Contactless omnichannel services like curbside pickup grew in popularity over the course of the pandemic to limit exposure to Covid. And while the idea of getting products without leaving the car proved fruitful for some, others are beginning to kick curbside pickup off the curb.
Although Walmart still offers curbside pickup in many locations, it appears to have abandoned the pickup-only store concept. In addition to the two locations it closed down this month, there was a third pickup-only store in Metairie, Louisiana, which closed down last year, according to Insider.
With shoppers no longer weary of crowds, the use case for curbside pickup is beginning to dwindle. Costco CFO Richard Galanti said during an earnings call back in September 2021 that the retailer has stopped its curbside pickup tests because it “didn’t really see a lot of traction.” Similarly, a report from Digital Commerce 360 claims that bookstore chain Barnes & Noble doesn’t have designated curbside pickup areas and outdoor signs anymore due to a declining number of customers using the service.
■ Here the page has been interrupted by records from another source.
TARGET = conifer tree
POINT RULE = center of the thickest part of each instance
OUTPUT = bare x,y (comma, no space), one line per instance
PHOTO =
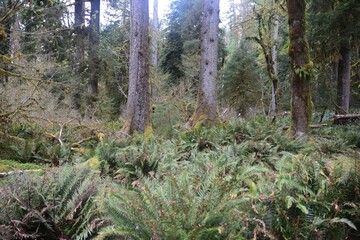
301,104
206,109
138,105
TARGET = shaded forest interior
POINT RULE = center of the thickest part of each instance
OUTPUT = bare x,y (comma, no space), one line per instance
117,122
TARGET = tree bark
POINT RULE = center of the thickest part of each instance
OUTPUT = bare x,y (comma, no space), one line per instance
155,47
275,66
343,78
79,51
301,104
94,61
206,109
5,38
138,105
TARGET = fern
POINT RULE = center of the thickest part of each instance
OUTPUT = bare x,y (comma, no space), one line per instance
58,203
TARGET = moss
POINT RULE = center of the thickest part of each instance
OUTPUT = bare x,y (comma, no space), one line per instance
93,163
148,132
10,165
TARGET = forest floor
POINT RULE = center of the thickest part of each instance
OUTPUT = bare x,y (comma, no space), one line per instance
239,180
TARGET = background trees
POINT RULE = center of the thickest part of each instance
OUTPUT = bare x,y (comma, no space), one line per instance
63,43
138,101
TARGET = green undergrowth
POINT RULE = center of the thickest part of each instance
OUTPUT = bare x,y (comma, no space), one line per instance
11,165
244,179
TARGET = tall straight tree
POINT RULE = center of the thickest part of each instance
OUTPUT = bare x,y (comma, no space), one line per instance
138,104
94,61
206,109
79,50
301,104
155,46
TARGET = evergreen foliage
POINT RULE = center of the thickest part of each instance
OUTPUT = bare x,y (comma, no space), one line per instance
60,203
241,78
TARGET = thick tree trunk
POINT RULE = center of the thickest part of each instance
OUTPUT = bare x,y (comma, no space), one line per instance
275,66
301,104
15,36
79,51
138,105
5,41
155,47
343,79
94,61
206,109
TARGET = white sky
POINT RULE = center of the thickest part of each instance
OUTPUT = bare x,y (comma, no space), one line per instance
164,7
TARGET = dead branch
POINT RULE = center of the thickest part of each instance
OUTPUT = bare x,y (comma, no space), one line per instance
5,174
345,119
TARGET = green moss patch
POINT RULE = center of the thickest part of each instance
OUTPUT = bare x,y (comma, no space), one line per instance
10,165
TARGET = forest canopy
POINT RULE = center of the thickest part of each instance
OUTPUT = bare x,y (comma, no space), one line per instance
210,121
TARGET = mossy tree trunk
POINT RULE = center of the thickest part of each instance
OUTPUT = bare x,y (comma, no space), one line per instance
138,104
343,77
155,47
275,66
79,46
206,109
94,61
5,32
301,104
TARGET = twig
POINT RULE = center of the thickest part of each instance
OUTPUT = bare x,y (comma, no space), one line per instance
5,174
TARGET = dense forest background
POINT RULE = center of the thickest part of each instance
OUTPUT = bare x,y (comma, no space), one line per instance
56,48
73,167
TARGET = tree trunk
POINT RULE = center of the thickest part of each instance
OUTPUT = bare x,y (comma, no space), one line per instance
301,104
155,47
138,105
94,61
79,51
15,36
5,37
206,109
343,78
275,66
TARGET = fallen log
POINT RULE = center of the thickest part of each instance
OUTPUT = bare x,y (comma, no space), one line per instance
311,126
5,174
346,119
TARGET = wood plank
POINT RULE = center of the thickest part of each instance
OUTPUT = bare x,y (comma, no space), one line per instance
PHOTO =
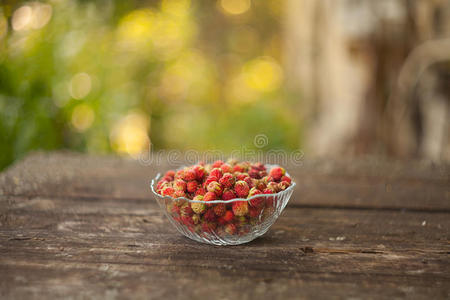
129,246
359,183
Rampoldt said that some retailers have more to gain from having shoppers enter stores than for them to pick up their orders from their cars.
“It’s going away in soft goods and apparel and textiles for some stores because it just doesn’t make sense,” he said. “You can structure the pickup processes so that they’re likely to buy more items while they’re in the store.”
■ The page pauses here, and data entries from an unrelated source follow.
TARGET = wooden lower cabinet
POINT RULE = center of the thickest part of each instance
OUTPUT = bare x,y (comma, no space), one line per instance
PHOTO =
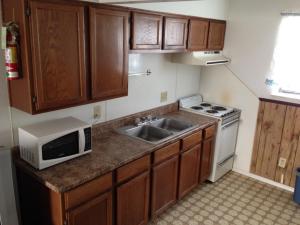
206,159
189,170
133,201
164,185
95,212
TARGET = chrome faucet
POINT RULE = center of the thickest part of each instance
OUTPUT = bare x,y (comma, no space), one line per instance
144,120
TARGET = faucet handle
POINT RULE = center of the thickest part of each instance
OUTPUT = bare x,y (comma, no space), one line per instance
149,117
137,121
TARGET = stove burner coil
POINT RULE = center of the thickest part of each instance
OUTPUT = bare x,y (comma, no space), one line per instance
197,107
218,108
212,111
205,104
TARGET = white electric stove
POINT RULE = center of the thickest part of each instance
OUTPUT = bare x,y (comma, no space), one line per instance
226,137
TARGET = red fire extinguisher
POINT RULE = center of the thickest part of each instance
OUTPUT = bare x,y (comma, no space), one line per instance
12,51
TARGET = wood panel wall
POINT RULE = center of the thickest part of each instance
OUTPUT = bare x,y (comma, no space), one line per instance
277,135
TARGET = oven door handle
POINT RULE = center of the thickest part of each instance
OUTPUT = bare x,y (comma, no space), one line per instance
230,123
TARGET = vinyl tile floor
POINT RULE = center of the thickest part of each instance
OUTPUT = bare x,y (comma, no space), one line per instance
233,200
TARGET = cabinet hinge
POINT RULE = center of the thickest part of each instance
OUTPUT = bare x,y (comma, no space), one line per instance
27,11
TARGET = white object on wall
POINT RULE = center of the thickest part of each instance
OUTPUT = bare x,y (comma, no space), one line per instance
8,209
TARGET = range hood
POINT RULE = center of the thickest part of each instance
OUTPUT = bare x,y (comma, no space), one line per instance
208,58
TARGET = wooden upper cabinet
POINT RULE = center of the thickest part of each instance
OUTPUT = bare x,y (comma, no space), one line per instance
198,33
216,35
98,211
175,33
109,53
146,31
58,54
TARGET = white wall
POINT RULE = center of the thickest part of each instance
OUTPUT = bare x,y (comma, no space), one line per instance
251,37
5,132
216,9
250,40
219,85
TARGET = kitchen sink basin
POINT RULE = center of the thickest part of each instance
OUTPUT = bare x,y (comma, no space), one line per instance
147,133
157,130
172,125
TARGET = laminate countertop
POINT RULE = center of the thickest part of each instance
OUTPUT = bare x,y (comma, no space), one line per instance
110,151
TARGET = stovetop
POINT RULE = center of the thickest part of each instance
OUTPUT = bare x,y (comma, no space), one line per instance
196,105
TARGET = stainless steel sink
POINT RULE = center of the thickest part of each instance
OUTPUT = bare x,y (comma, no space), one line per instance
147,133
157,130
172,125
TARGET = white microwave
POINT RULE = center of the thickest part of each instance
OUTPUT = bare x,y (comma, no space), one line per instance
48,143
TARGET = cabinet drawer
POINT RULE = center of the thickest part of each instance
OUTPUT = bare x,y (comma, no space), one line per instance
166,152
87,191
134,168
209,132
191,140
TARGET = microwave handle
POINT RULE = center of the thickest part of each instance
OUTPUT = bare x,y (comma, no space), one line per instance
81,140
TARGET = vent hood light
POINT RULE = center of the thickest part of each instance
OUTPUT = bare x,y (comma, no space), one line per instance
201,58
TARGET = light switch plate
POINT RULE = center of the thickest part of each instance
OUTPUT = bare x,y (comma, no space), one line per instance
164,96
282,162
97,112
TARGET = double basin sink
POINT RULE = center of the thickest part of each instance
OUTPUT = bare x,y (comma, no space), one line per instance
157,130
That, it appears, is what Kohl’s is attempting to do. Kohl’s told Axios that it had paused its curbside pickup operation, which was launched in 2020, in favor of in-store pickup.
Autonomous robotic delivery
The pandemic also triggered a wave of experiments for alternative ways to deliver goods that limits human contact. Companies have been toying with the idea of incorporating autonomous robotic and drone delivery into their operations, but the pandemic was seen as a catalyst for retailers to ramp up testing even further. Although autonomous robotic deliveries haven’t been deployed at a large scale, retailers testing them out quickly ran into some issues.
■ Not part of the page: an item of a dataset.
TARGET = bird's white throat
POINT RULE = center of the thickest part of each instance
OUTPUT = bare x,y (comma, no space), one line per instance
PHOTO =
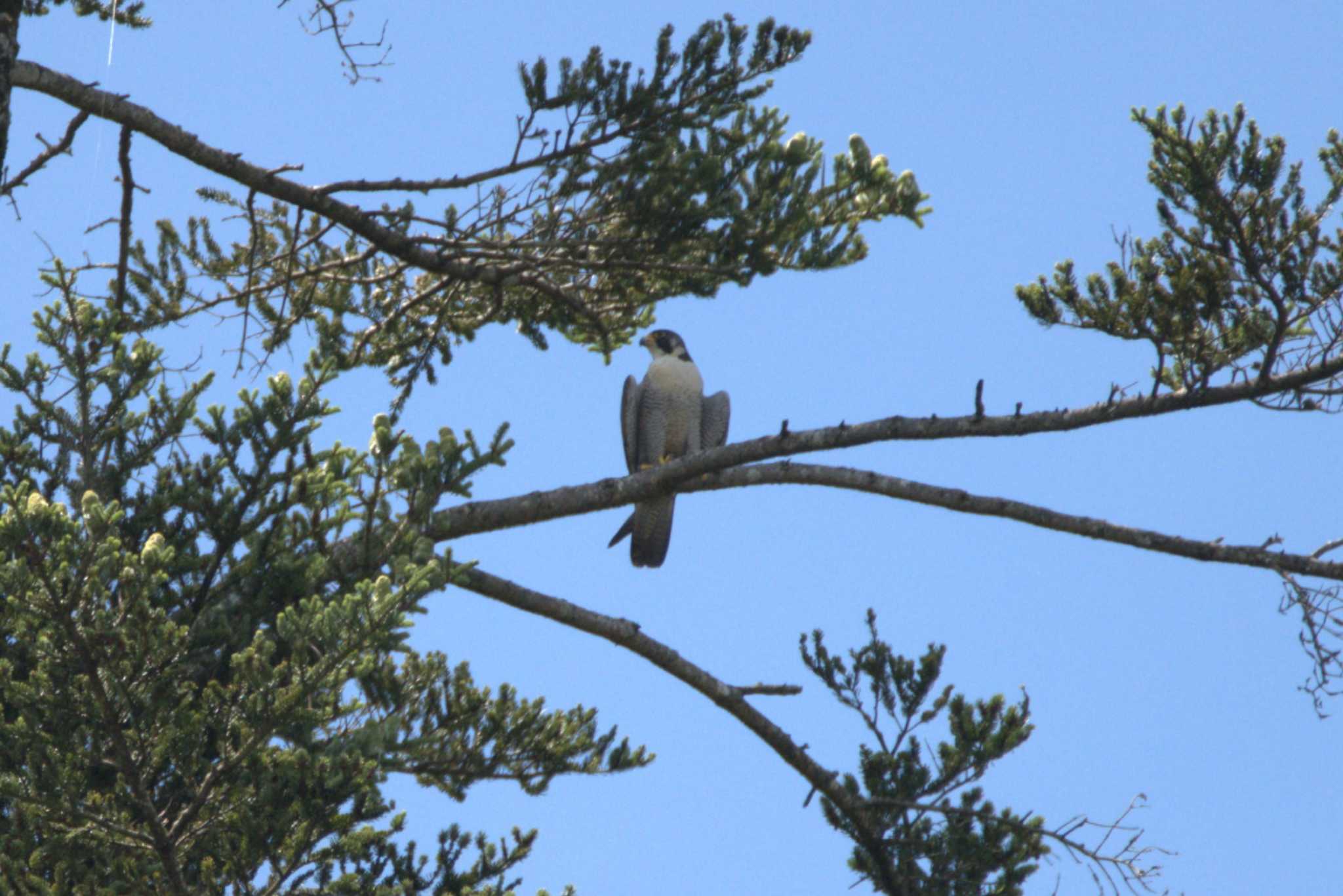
672,374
Amazon’s home delivery robot Scout, which bares some resemblance to a cooler, was made to stop in front of doors and its lid would open so that customers could get their orders. A company spokesperson told Bloomberg that the current iteration wasn’t working and the program wasn’t meeting the needs of customers.
FedEx also said it is shutting down the development of its last-mile delivery robot, Roxo, saying that it “did not meet necessary near-term value requirements,” wrote Sriram Krishnasam, FedEx’s chief transformation officer, per internal emails obtained by Robotics 24/7.
Meanwhile, Save Mart’s partnership with robot delivery company Starship Technologies, which began in 2020, ended in June. The announcement came as a surprise given how the two companies expanded their partnership in months before the split. Starship announced that same month that it was axing its global team by 11%.
What retailers have learned
The pandemic is no longer at forefront of retailers’ decision-making, which is pushing them to offload investments that are no longer serving them well.
“It’s really about making sure that the decisions you make when it comes to technology are brand right,” Insider Intelligence’s Davidkhanian said. She added that retailers have the tendency to jump on the bandwagon, especially during the pandemic, without considering if it fits their brand.
AlixPartners’ Rampoldt said retailers are likely to be more careful about what technology to invest in. He added that retailers are now looking to invest in their capital in technology that could help reduce costs in areas such as labor.
“I think they’re going to be more cautious, particularly about spending capital,” he said. “I respect them for trying it. But that’s an expensive failure.”